Nor was there any chance that such a surrender was going to happen. New Iranian President Hassan Rouhani and his foreign minister, Mohammad Javad Zarif, needed to appease their own hard-liners back home with some sanctions relief, in a way that Netanyahu refuses to acknowledge.

Netanyahu's obstructionism has a long history. A videotape of him speaking to a gathering of right-wing settlers in 2001 is as revealing of his true feelings about the Palestinians as his good friend Mitt Romney's infamous "47 percent" videotape was of the former Republican candidate's beliefs about the American electorate. In Netanyahu's first term, he appeared to negotiate at Wye River in 1998 and praised President Clinton for his efforts to come to an interim deal, but he later revealed to the settlers that he'd only been gaming the president. Netanyahu allowed that he had said he would honor the Oslo Accords, but then described how he had undermined them by eliciting American agreement to let him define security zones that Israel could maintain. Then he effectively defined the "entire Jordan Valley" as a military zone. "From that moment on, I de facto put an end to the Oslo Accords," he said.

American negotiators were furious with his tactics—just as Obama has been since 2009. "Netanyahu was nearly insufferable, lecturing us and telling us how to deal with the Arabs," U.S. negotiator Dennis Ross wrote in his 2004 memoir, The Missing Peace. "After Netanyahu was gone, President Clinton observed: 'He thinks he is the superpower, and we are here to do whatever he requires.'" In his successful campaign against Netanyahu in 1999, Ehud Barak used a slogan proposed by his U.S. campaign strategists Bob Shrum, Stanley Greenberg, and James Carville: "Takuah, takuah, takuah," or "Stuck, stuck, stuck." Barak later pushed for a peace deal at great speed, culminating in Yasser Arafat's heartbreaking rebuff to Barak's historically unprecedented offer at Camp David in 2000. Barak's successor, Ariel Sharon, turned over Gaza under a cloud of controversy and was planning to unilaterally disengage from some two-thirds of the West Bank, according to his former adviser, when he suffered a stroke in January 2006.

To be fair, Hamas' electoral victory in 2006—elections encouraged by the Americans as part of the George W. Bush administration's democracy panacea for the region—and later seizure of power in Gaza has made negotiations with the Palestinian Authority vastly more difficult.
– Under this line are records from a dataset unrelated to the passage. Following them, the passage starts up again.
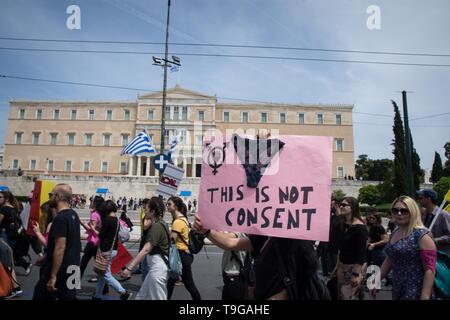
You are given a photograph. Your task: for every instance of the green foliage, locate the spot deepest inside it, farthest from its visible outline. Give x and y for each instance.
(441, 187)
(338, 194)
(437, 171)
(370, 195)
(399, 182)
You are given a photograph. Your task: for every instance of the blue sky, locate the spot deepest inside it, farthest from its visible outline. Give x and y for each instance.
(406, 26)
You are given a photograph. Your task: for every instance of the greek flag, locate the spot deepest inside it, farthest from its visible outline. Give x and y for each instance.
(140, 144)
(172, 147)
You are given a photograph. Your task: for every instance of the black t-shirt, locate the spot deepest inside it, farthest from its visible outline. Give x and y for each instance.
(375, 235)
(108, 233)
(65, 225)
(269, 280)
(354, 244)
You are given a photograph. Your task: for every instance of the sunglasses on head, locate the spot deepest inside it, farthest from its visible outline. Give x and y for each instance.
(401, 211)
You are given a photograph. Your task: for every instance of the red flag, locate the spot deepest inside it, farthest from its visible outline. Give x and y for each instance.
(121, 260)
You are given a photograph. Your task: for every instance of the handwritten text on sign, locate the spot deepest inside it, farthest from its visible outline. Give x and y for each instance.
(292, 201)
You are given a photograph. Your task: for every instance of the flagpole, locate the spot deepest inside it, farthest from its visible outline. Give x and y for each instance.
(166, 53)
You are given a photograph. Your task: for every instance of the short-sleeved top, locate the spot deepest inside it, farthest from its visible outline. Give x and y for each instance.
(181, 227)
(158, 236)
(353, 247)
(65, 225)
(108, 234)
(92, 237)
(376, 235)
(266, 268)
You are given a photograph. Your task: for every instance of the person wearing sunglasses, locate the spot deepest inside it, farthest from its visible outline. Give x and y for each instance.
(352, 259)
(411, 254)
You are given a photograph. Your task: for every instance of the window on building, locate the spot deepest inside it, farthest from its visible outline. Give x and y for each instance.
(19, 137)
(245, 117)
(71, 139)
(301, 118)
(263, 117)
(86, 166)
(166, 137)
(107, 139)
(167, 112)
(50, 165)
(68, 166)
(123, 167)
(53, 137)
(340, 172)
(32, 164)
(126, 114)
(88, 139)
(125, 137)
(199, 140)
(36, 137)
(319, 118)
(104, 166)
(339, 144)
(150, 114)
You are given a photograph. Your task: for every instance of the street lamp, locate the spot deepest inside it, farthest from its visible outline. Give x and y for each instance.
(165, 63)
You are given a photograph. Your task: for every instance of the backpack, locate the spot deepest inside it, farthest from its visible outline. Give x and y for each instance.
(124, 233)
(299, 263)
(174, 260)
(196, 240)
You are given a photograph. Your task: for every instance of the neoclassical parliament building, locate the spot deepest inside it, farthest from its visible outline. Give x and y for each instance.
(87, 137)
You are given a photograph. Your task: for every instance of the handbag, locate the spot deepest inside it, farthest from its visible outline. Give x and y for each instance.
(102, 259)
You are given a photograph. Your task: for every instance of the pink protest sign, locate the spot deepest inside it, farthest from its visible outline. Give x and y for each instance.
(280, 188)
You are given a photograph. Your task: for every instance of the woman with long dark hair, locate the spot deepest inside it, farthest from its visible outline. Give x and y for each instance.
(352, 258)
(180, 233)
(11, 227)
(108, 243)
(156, 252)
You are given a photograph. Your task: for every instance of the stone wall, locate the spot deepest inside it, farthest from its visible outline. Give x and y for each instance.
(142, 187)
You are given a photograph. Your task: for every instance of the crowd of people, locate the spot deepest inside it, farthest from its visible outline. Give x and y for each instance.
(253, 266)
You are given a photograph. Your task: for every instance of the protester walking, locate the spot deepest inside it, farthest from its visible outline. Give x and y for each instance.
(108, 243)
(180, 233)
(156, 252)
(411, 254)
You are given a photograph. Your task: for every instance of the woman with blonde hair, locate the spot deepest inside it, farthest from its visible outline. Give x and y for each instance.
(411, 254)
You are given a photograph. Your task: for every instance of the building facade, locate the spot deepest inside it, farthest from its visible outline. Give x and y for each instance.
(86, 138)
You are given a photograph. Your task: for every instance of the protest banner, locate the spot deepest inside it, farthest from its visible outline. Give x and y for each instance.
(276, 186)
(169, 181)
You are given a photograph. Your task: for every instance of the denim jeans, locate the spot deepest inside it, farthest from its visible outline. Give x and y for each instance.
(109, 279)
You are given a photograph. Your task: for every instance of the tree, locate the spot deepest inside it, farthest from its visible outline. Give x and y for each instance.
(442, 187)
(370, 195)
(398, 182)
(446, 171)
(338, 194)
(437, 171)
(418, 172)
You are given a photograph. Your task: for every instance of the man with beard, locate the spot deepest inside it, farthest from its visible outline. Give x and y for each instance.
(63, 250)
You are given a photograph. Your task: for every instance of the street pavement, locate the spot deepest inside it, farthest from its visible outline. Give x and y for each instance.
(206, 272)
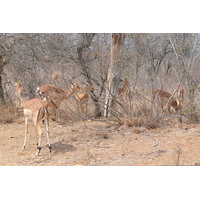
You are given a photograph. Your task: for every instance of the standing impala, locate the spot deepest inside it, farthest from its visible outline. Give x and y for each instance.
(18, 92)
(164, 98)
(37, 110)
(56, 95)
(82, 96)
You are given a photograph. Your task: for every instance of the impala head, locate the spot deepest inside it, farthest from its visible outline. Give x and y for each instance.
(88, 87)
(17, 84)
(74, 85)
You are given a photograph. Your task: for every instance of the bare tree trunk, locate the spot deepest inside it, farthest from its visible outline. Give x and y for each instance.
(114, 72)
(3, 61)
(86, 42)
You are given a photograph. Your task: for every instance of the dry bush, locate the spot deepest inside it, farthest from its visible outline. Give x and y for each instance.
(7, 114)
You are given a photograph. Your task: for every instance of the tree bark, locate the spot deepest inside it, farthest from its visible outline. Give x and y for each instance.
(114, 72)
(2, 99)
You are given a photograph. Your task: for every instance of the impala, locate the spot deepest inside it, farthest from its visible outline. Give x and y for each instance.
(37, 110)
(164, 98)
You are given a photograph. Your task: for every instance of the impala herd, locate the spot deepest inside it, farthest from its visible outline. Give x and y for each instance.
(51, 96)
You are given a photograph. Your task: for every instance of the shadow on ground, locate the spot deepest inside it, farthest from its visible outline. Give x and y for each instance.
(58, 147)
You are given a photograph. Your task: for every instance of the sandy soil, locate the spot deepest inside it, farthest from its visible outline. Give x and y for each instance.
(102, 144)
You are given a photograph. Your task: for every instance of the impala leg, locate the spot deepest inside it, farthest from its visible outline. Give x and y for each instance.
(36, 122)
(26, 131)
(47, 133)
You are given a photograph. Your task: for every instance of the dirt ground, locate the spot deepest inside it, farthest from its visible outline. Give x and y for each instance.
(94, 143)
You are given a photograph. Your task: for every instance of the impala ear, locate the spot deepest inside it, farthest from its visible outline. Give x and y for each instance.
(38, 89)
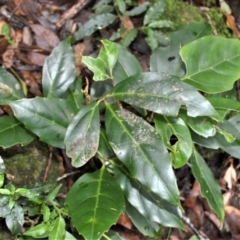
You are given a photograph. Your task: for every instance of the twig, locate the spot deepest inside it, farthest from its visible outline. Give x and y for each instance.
(72, 12)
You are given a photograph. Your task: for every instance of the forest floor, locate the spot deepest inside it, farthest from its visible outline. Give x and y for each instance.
(36, 27)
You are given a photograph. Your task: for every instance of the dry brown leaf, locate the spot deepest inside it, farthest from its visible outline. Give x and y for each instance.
(45, 38)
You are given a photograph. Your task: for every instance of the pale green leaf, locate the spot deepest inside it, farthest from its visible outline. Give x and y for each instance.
(210, 189)
(82, 136)
(91, 197)
(212, 63)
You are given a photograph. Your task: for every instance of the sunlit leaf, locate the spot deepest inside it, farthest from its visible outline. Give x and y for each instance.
(59, 70)
(210, 189)
(163, 94)
(102, 65)
(139, 147)
(95, 195)
(47, 118)
(82, 136)
(211, 63)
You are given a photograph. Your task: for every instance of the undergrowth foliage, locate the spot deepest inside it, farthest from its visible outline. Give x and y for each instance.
(182, 95)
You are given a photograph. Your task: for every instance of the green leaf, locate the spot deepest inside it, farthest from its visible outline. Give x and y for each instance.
(95, 195)
(82, 136)
(210, 189)
(137, 10)
(152, 208)
(127, 65)
(59, 70)
(10, 89)
(139, 147)
(129, 37)
(98, 22)
(161, 24)
(182, 148)
(224, 105)
(214, 70)
(102, 66)
(58, 231)
(47, 118)
(37, 230)
(154, 12)
(12, 133)
(163, 94)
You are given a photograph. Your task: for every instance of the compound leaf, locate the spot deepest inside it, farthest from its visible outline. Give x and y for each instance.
(163, 94)
(102, 65)
(12, 132)
(95, 195)
(82, 136)
(212, 63)
(47, 118)
(59, 70)
(210, 189)
(139, 147)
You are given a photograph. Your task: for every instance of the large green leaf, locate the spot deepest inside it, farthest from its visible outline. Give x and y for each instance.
(153, 208)
(102, 65)
(210, 189)
(82, 136)
(126, 66)
(182, 148)
(12, 133)
(59, 70)
(163, 94)
(212, 63)
(139, 147)
(10, 89)
(47, 118)
(95, 202)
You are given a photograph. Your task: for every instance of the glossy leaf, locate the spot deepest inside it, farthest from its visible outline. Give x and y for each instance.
(95, 195)
(47, 118)
(154, 12)
(82, 136)
(59, 70)
(182, 148)
(12, 132)
(102, 65)
(211, 63)
(58, 231)
(210, 189)
(139, 147)
(150, 206)
(163, 94)
(10, 89)
(95, 23)
(127, 65)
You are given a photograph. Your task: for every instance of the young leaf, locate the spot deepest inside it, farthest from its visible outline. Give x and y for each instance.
(102, 66)
(163, 94)
(139, 147)
(59, 70)
(154, 12)
(214, 70)
(10, 89)
(210, 189)
(10, 126)
(82, 136)
(58, 231)
(126, 66)
(182, 149)
(95, 195)
(47, 118)
(152, 207)
(98, 22)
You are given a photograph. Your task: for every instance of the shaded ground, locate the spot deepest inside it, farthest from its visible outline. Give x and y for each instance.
(38, 26)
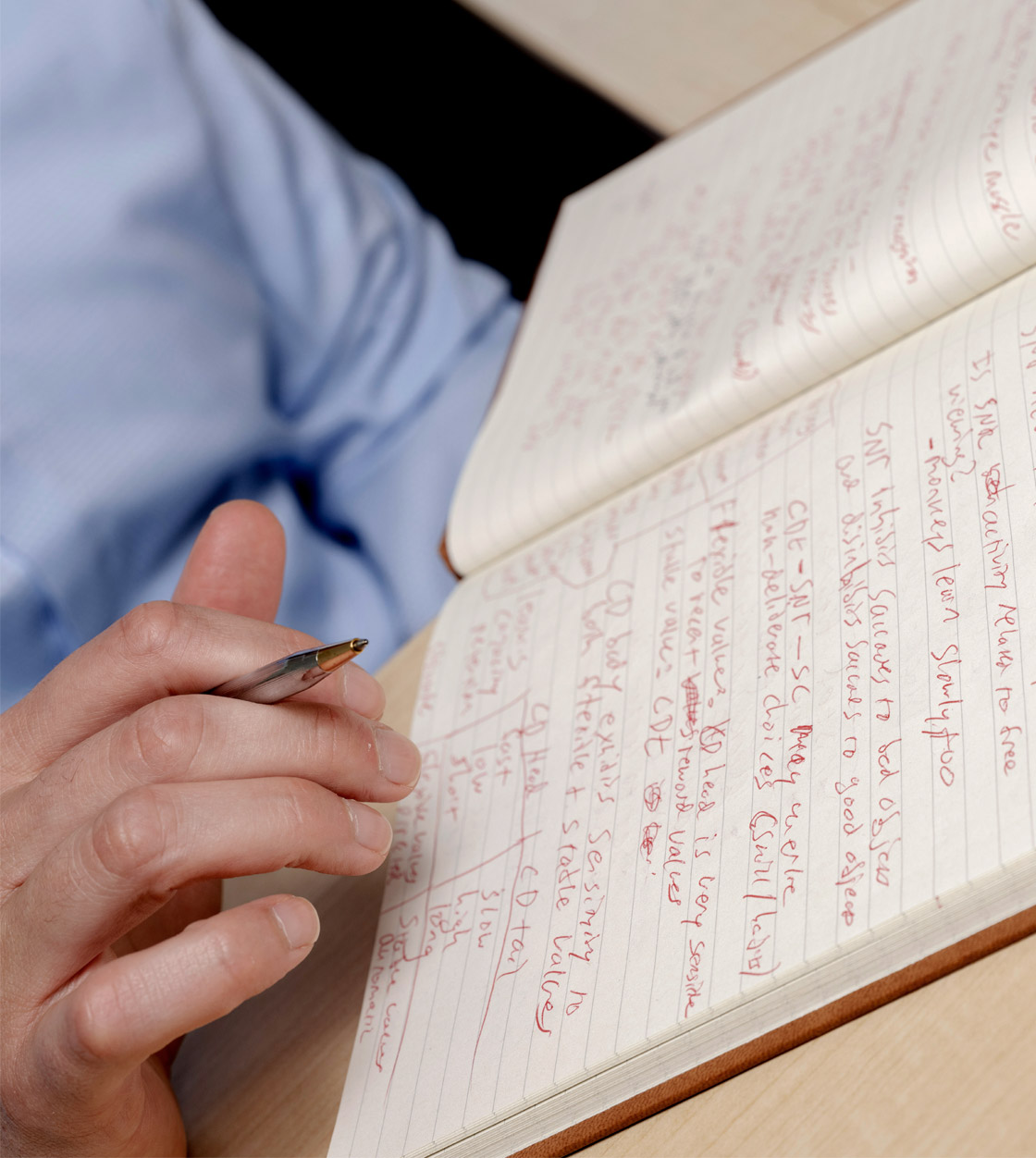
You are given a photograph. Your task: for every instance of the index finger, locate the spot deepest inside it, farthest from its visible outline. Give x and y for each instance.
(160, 648)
Even so, Netanyahu has, for the most part, just started up new settlements.

Netanyahu, of course, has an important role to play as the "bad cop" to American outreach, especially on Iran. "Why should the Israeli government praise this deal?" Philip Zelikow, who helped to set the Iran deal in motion as counselor to then-Secretary of State Condoleezza Rice in 2006, said at a forum in Washington on Tuesday. "Why should they say anything good about it all? I don't see anything in it for them saying so."

And yet the very real fear about Netanyahu is that, for him, this stance is not just a tactic; it represents a fundamental worldview that will prevent Israel from aligning itself with U.S. efforts to remake the geopolitics of the region as long as he is in office.

As we've seen in recent weeks, during the 50th anniversary of the Kennedy assassination, Americans relish historical "what ifs." What if Oswald had missed in Dallas: Would we have avoided the disaster of Vietnam? What if, in the 2000 presidential election, those 500-odd votes in Florida had gone the other way: Very likely we would have avoided a decade of disaster in Iraq and Afghanistan. Israelis can play their own version of this sad game: What if Yigal Amir, Yitzhak Rabin's assassin, had been stopped, and that most visionary of recent Israeli leaders had been able to pursue his plans to pursue Oslo and hand over part of the West Bank? And what if Tzipi Livni, the heir to the pro-Palestinian-state Kadima Party started by Sharon, had been able to muster the votes to form her own coalition in 2009, making her prime minister rather than Netanyahu?

Livni is now in charge of the Palestinian negotiations under Netanyahu, but it is very doubtful she has the freedom of action she needs to make a deal. Not when it's very likely that her prime minister doesn't want one.